Winterbiere: Es muss nicht immer Glühwein sein

Auch im Winter gibt's beim Bier die Qual der Wahl, denn mittlerweile gibt es viele verschiedene Sorten.
Auch im Winter gibt's beim Bier die Qual der Wahl, denn mittlerweile gibt es viele verschiedene Sorten.  © 123RF

Dresden - Zugegeben, die Biergartenzeit ist eindeutig vorbei. Wer aber auch im Winter auf ein leckeres Bierchen nicht verzichten will, für den gibt's jede Menge sogenannte Winterbiere.

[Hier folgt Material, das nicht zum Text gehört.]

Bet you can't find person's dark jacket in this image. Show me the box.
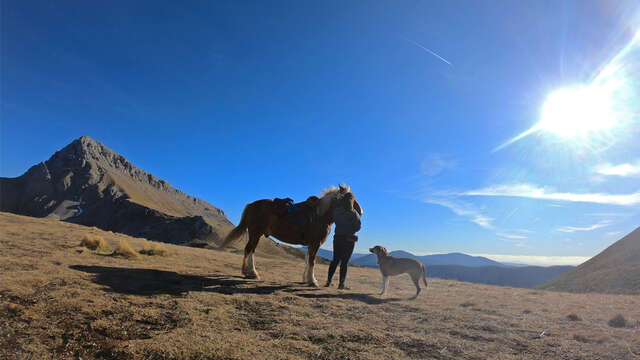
[333,206,362,241]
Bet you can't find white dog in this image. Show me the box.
[369,245,427,299]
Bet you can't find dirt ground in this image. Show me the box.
[0,213,640,359]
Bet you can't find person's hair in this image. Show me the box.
[340,192,356,211]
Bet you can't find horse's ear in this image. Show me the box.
[353,200,362,216]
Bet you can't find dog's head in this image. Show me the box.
[369,245,389,256]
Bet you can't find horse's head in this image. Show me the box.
[319,185,362,215]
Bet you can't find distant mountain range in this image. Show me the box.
[351,250,506,267]
[302,248,573,288]
[539,227,640,294]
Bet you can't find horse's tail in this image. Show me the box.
[420,263,429,287]
[218,204,251,249]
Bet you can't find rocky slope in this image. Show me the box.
[0,136,296,254]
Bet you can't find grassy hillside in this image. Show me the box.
[0,213,640,359]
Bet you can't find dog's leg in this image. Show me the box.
[380,275,389,296]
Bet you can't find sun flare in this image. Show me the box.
[536,86,616,138]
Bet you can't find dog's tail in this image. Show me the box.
[218,204,251,249]
[420,263,429,287]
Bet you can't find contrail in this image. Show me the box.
[405,38,453,67]
[491,125,540,153]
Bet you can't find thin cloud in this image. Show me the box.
[405,39,453,67]
[496,233,527,240]
[504,208,518,221]
[424,199,493,229]
[420,154,456,176]
[596,161,640,177]
[556,221,610,233]
[459,184,640,206]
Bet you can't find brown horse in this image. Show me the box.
[220,185,362,286]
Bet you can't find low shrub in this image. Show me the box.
[140,241,169,256]
[113,240,140,259]
[80,234,107,250]
[608,314,627,327]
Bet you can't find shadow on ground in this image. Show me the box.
[69,265,291,295]
[284,289,406,305]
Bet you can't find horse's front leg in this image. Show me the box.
[242,233,260,280]
[304,244,320,287]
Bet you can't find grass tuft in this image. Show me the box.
[567,314,582,321]
[80,234,107,250]
[140,240,169,257]
[113,240,140,259]
[608,314,627,328]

Was genau die eigentlich ausmacht, welche Sorten dazuzählen und was die alten Wikinger mit dem Gerstensaft der kalten Jahreszeit zu tun haben, lesen Sie hier. Und wir verraten Ihnen auch, wie ein Bier zum Winterbier wird.

Was ist ein Winterbier?

An sich bezeichnet das Wort keine eigenständige Sorte, sondern einfach Biere, die gern um die Weihnachtszeit getrunken werden.

Besonders charakteristisch für solche Biere ist die hohe Stammwürze. Die liegt mit meist mehr als 13 Prozent weit höher als bei den Sommerbieren.

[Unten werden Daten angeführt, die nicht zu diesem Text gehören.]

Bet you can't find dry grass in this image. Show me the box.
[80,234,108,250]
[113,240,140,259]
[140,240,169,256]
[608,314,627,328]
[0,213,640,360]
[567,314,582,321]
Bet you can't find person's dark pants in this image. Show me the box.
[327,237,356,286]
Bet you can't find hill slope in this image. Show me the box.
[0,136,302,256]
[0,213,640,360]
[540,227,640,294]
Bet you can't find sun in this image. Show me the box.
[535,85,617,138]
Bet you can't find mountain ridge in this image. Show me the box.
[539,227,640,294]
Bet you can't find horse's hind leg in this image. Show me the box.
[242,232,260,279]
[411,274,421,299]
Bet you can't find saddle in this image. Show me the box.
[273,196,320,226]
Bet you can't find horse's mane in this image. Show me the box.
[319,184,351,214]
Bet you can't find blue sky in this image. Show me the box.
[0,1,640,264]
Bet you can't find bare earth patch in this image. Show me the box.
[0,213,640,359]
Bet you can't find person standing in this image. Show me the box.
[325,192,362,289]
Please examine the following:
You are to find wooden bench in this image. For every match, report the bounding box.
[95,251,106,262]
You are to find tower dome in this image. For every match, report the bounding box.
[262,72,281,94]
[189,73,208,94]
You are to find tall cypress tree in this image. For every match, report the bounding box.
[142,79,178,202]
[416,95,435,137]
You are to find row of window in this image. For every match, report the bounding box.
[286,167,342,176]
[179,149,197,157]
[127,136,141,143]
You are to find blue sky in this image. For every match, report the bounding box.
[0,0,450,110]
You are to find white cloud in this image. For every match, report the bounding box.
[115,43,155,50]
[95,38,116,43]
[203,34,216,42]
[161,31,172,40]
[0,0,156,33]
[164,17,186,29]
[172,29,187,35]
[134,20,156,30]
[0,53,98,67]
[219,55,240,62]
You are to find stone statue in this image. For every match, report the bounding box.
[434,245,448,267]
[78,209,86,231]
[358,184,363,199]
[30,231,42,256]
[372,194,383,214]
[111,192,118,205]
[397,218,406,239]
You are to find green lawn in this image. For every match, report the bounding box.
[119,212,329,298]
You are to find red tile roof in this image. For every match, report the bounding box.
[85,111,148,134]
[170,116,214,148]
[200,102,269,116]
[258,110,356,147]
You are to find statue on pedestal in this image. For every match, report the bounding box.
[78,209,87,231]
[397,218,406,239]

Außerdem sind im Winter besonders malzhaltige Biere gefragt. Oft sind diese Biere auch mit Kaffee- oder Schokonoten versehen und haben einen cremigen Schaum.

Und noch etwas eint die winterlichen Biersorten: Sie sind allesamt nur in der kalten Jahreszeit erhältlich.

Beliebte Sorten

Kräftige dunkle Bockbiere, auch der Doppelbock, zählen beispielsweise zu den beliebten Sorten der kalten Jahreszeit. Aber auch tiefschwarze Stouts (obergäriges Bier), Porterbiere mit Röstaromen, rötliche Barleywines (hoher Alkoholgehalt) oder belgische Quadrupels sind typische Winterbiere.

Bierstacheln und Eisbock

Besonders originelle Herstellungsverfahren für Winterbiere sind das Bierstacheln und der Eisbock. Beim Bierstacheln kommt ein Metallstab mit Holzgriff zum Einsatz, der mit Hilfe eines Bunsenbrenners stark erhitzt wird. Dann wird dieser kurz ins kalte Bier gehalten. Dadurch entsteht karamellisierter Restzucker und ein besonders cremiger Schaum.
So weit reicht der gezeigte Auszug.